Ok guys, just like the title says, I have several laptops on my home network.

The oldest is an HP running Windows XP Home, a second one that is an Acer that's running Windows Vista and the newest is a Toshiba running Windows 7 Ultimate 64bit.

Now, I don't have any problems with sharing files, it's rather the other way around, the XP laptop and Vista laptop have access to ALL my files, not just what's in the Public folder without having to use a password or anything. But the Toshiba with Windows 7 laptop only has access to the Public shared folders on the XP and Vista laptops. 

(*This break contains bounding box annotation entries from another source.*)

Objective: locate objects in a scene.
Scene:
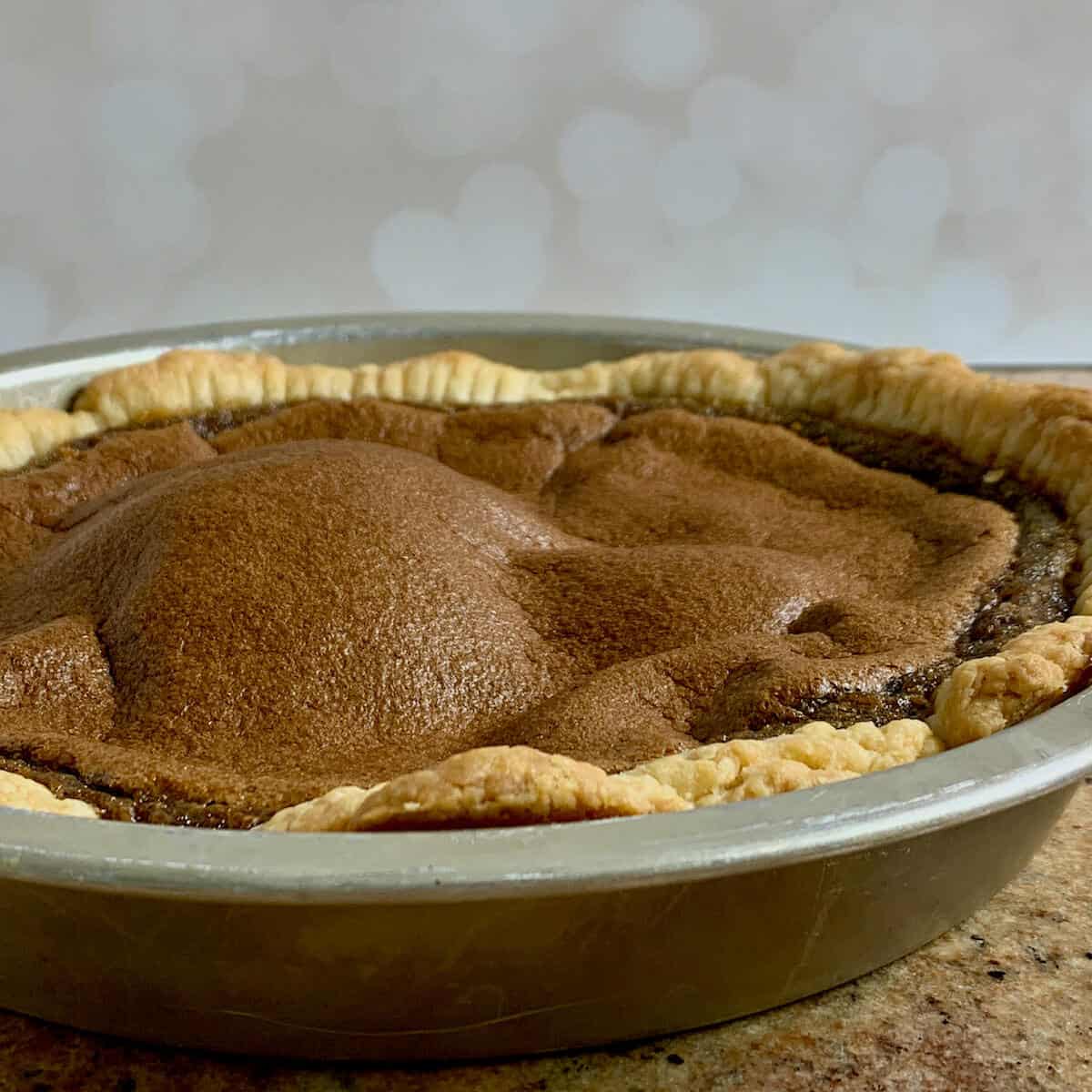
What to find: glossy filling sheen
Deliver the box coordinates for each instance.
[0,399,1076,825]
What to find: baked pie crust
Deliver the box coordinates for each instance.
[0,343,1092,831]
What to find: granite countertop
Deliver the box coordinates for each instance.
[6,371,1092,1092]
[0,780,1092,1092]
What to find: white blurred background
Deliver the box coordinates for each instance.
[0,0,1092,361]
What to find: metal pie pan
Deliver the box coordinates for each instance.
[0,315,1092,1060]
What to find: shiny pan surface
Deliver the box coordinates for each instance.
[0,315,1092,1059]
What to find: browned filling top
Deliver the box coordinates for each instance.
[0,399,1076,825]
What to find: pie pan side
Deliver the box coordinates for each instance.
[0,315,1092,1058]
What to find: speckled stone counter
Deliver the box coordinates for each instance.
[0,783,1092,1092]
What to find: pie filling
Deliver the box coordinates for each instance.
[0,399,1077,826]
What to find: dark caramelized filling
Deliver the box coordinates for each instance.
[0,400,1077,826]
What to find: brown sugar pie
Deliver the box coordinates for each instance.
[0,344,1092,830]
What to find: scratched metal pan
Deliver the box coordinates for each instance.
[0,315,1092,1059]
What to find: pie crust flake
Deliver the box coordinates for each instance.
[0,343,1092,831]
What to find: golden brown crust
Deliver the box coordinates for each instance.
[8,343,1092,830]
[0,770,98,819]
[264,747,689,831]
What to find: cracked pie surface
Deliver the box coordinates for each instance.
[0,344,1092,831]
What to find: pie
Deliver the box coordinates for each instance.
[0,344,1092,831]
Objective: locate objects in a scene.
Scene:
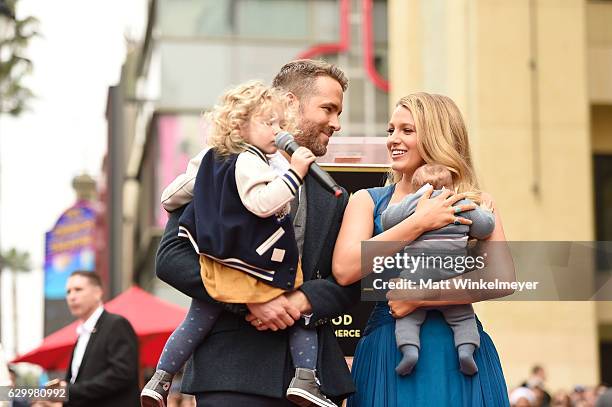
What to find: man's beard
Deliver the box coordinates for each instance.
[294,122,333,157]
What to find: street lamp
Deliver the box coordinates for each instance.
[0,0,15,348]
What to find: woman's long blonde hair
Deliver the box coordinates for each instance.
[204,81,297,157]
[393,92,481,203]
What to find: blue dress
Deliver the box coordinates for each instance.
[347,185,510,407]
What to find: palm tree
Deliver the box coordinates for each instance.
[0,0,38,346]
[0,0,38,116]
[0,248,31,355]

I have sharing setup so that I have to access my user account on the Vista laptop with my user password to get to the shared folders on that laptop. I don't have to do anything to get to the shared folders on the XP laptop, but if there were a way, I would like to have to use a password to get to them. I have a password set on our wireless network, and I have named the workgroup the same on all the laptops, but from time to time friends and family are over and so I don't know if they have access to the folders on the XP laptop or the Toshiba just by being connected to the network even if they aren't members of the same workgroup.

So, any advice is appreciated guys. Thanks ahead of time.


----------



## johnwill (Sep 26, 2002)

Windows 7 has file permissions in the home versions, so I'd set the permissions of those folders to block sharing.


----------



## cdzo72 (Mar 18, 2010)

Not sure where to set the file permissions, but when I go to my users folder, bar at the top says "share with" I choose "nobody" from the drop down menu, but that has no effect on the sharing.


----------



## johnwill (Sep 26, 2002)

You need to enable Advanced Sharing. In Windows Explorer, Tools, Folder Options, View, and disable the Sharing Wizard. There you'll be able to configure specific users for sharing.


----------



## cdzo72 (Mar 18, 2010)

I've tried that also, has no effect. 

On the Windows XP laptop I go to Network Places; I see two groups, Local Network which has the shared folders from the WIndows XP laptop and the second group is "The Internet" which has Users on XXToshiba. I choose the XXToshiba folder and I see two folders, one is the user folder I DON'T want to share and the other is the Public folder that I do want to share.


----------



## cdzo72 (Mar 18, 2010)

The folder I don't want to share even says network path not shared and not shared under the user name, also has the small padlock icon by it, BUT when I go to network and go the users (keep in mind I'm now looking at the folder from the computer where it is found) I see my folder and the public folder. My folder, the one I don't want to share does not have the padlock by it.


----------